2
По ночам ей приходилось, словно искалеченной и неподвижной Шехерезаде, занимать Мари, чтобы придать жизни смысл.
Кошмарная жизнь Бланш Витман предстает в трех ее книгах, невзирая ни на что, исполненной смысла. Окруженные слабо мерцающим голубым светом, они становятся друг для друга заступницами. Моя судьба и все выпавшее на мою долю под уверенным руководством профессора Шарко, часто, казалось, служило Мари некоторым утешением.
У нее четкий, разборчивый почерк.
Реальные воспоминания, внезапно прерываемые грезами, во имя спасения жизни Мари. Тогда она вынуждена соединять мысли особым образом. Все должно быть взаимосвязано, иметь смысл. Урановая смолка убивает, несмотря на примесь лесной хвои. От облучения мое тело разрушается. Мне не страшно. Я скоро умру. Пассаж возникает, как внезапное, чуть ли не шутливое замечание.
Этого она Мари не сказала. Но, может быть, рассказала следующее?
Объяснение заключается вовсе не в том, что я испытывала перед Шарко чувство страха или собственной неполноценности. 3 октября 1880 года он впервые начертил свою научную схему на моем теле, частично обнажив его, но не столь безнравственным образом, чтобы показалась грудь. Мучившие меня на протяжении нескольких лет судороги, которые невозможно было спутать с эпилепсией, но которые выгибали мое тело дугой, подбрасывая к чернеющему, лишенному милосердия небу, заставляли меня шипеть точно от ненависти или презрения к несуществующему Богу. Он карал меня, словно я была Иовом, не сбежавшей с небес бабочкой, а низверженным ангелом, обреченным на кару. Шарко же составил из клеточек схему, в которой разместил координаты — позже я узнала значение этого слова, — указав определенные точки. Он пользовался ручкой. Я отметила, что он не выделял точки вожделения, которые обычно связывают со страстью. Позднее, помогая в работе над «Iconographie Photographique de la Salpetrière», я почти с саркастическим энтузиазмом наносила на схематическое изображение женщины истерогенные зоны: 11 спереди и 6 на спине. По сути дела, на этой иллюстрации была я сама, в виде графика. Мне выпала возможность изобразить на рисунке картину запутанной эмоциональной жизни человека, в упрощенном виде. Только потом до меня дошло, что это — я, человек, и что я, вместо того чтобы считать себя столь противоречивой и сумбурной, сумела упростить саму себя до такой — не побоюсь этого слова — чистоты. Эту чистоту я и стремилась пронести через всю жизнь, начиная с пережитого мною на берегу реки.
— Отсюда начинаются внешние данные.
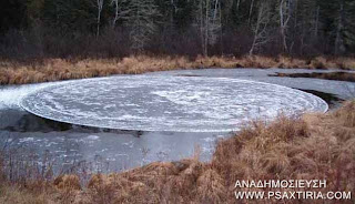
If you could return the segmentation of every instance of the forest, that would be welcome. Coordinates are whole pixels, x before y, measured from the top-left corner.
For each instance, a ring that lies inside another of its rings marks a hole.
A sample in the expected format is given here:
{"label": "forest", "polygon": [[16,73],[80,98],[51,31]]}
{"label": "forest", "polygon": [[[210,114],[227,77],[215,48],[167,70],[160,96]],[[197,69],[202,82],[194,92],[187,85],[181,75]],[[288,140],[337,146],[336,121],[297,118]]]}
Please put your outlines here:
{"label": "forest", "polygon": [[354,0],[2,0],[0,58],[355,51]]}

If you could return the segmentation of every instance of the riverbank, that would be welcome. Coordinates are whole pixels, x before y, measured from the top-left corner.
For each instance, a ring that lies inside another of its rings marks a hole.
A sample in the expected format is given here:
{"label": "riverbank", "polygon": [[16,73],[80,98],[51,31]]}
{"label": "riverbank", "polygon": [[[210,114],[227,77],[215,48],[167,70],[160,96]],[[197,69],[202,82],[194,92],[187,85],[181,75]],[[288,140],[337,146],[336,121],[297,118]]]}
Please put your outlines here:
{"label": "riverbank", "polygon": [[154,71],[206,68],[284,68],[355,70],[353,58],[293,59],[288,57],[129,57],[123,59],[44,59],[31,62],[0,62],[0,84],[26,84],[70,79],[139,74]]}
{"label": "riverbank", "polygon": [[[207,163],[199,161],[196,149],[189,160],[92,175],[89,182],[83,182],[85,175],[50,174],[9,182],[2,173],[0,203],[234,203],[234,192],[242,191],[234,188],[237,180],[326,180],[326,187],[312,191],[354,195],[354,155],[355,101],[325,114],[280,116],[268,125],[252,122],[235,136],[220,141]],[[304,202],[324,203],[290,201]]]}

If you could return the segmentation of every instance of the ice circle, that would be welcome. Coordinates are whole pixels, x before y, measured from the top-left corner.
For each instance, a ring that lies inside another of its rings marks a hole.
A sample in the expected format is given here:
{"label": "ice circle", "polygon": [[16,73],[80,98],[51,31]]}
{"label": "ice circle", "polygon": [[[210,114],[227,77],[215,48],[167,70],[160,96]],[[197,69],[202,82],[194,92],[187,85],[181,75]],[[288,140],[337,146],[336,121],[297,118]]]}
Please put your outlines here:
{"label": "ice circle", "polygon": [[26,95],[20,105],[79,125],[173,132],[235,131],[246,121],[325,112],[322,99],[276,84],[199,76],[120,75],[69,81]]}

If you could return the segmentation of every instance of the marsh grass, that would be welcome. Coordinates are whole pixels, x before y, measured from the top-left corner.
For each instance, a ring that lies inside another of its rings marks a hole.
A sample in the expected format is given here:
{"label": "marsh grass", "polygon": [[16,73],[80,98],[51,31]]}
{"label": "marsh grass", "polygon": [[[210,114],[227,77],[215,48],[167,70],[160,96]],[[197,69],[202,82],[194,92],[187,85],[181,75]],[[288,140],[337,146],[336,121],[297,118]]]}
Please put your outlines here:
{"label": "marsh grass", "polygon": [[236,180],[326,180],[326,188],[316,191],[354,194],[354,155],[355,101],[326,114],[281,115],[267,124],[253,121],[235,136],[219,141],[207,163],[200,162],[196,153],[176,162],[154,162],[122,173],[94,174],[87,184],[80,182],[80,174],[34,181],[26,186],[16,182],[3,185],[4,180],[0,185],[0,203],[235,203]]}
{"label": "marsh grass", "polygon": [[0,61],[0,84],[24,84],[70,79],[139,74],[154,71],[205,68],[303,68],[355,69],[353,58],[318,57],[311,60],[288,57],[149,57],[123,59],[41,59],[30,62]]}

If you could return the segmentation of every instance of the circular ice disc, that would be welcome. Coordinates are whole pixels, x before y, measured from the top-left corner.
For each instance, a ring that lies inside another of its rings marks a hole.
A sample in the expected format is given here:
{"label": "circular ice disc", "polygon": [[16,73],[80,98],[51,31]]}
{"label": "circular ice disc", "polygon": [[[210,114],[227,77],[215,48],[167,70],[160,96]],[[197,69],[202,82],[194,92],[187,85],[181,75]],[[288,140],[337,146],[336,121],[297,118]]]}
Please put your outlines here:
{"label": "circular ice disc", "polygon": [[322,99],[285,86],[224,78],[123,75],[70,81],[30,93],[27,111],[79,125],[226,132],[278,113],[325,112]]}

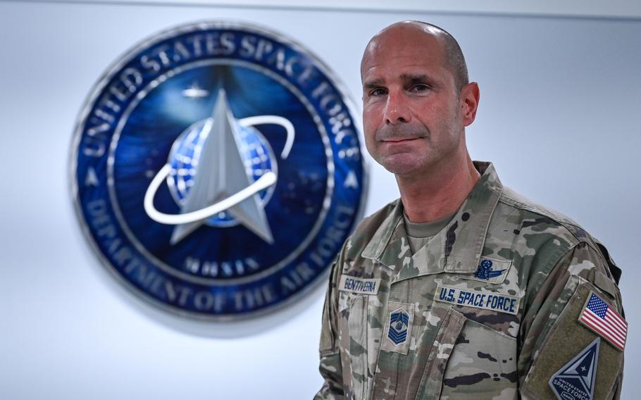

Тем не менее я по-прежнему задавала ему неправильные, прямо ненавистные вопросы.
— Вы считаете, что я не человек, а машина? — спрашивала я; в то время я еще не обращалась к нему на «ты».
— Нет, — оборонялся он, но отводил взгляд, будто чувствовал обвинение в моих словах.
— Но вы ведь полагаете, — настаивала я, — что, прикасаясь к этим точкам, обретете надо мной власть?
Он не ответил.
Ассистент Шарко Зигмунд стал однажды расспрашивать ее о детстве и отрочестве.
— Ты когда-нибудь испытывала вожделение к своему брату? — спросил он.
— Естественно, — ответила она.
Он видел, что она лжет. Но, пишет она, за какие только истории не хватаешься с жадностью теперь, много времени спустя, когда жизнь остановилась и тебя поместили в деревянный ящик на колесах! В четырнадцать лет, когда она была еще младенцем с младенческими мыслями, и ей, как пораженному бешенством волку, не хватало покорности и прощения по отношению к жизни, ее отец однажды пришел навестить жену. Той не было дома. Моя мать ненавидела его, а он ее. Я тоже ненавидела ее, но лишь до того мгновения, как она покинула меня, поглощенная рекой. Тогда я разрыдалась, как перед ампутированной любовью. Отец говорил с Бланш очень вежливо, сходил в сад, сорвал три желтых цветка и вручил ей, словно она была незнакомкой, посторонней и прекрасной молодой женщиной.
Он собрался уходить, смеркалось. Она остановила его у калитки, крепко взяла за плечи, повернула к себе и поцеловала долгим поцелуем, как будто он был мужчиной, а она женщиной. Его поцелуй доставил мне удовольствие. Я горько оплакиваю отца. А этот молодой негодник спрашивает меня о брате, испытывала ли я к нему вожделение!
Ах, нет. Но три цветка! Желтые! Она сочла это комичным.
Лежа в деревянном ящике на колесах, вероятно, можно дойти в своих рассказах до такой точки, когда необъяснимое становится очевидным.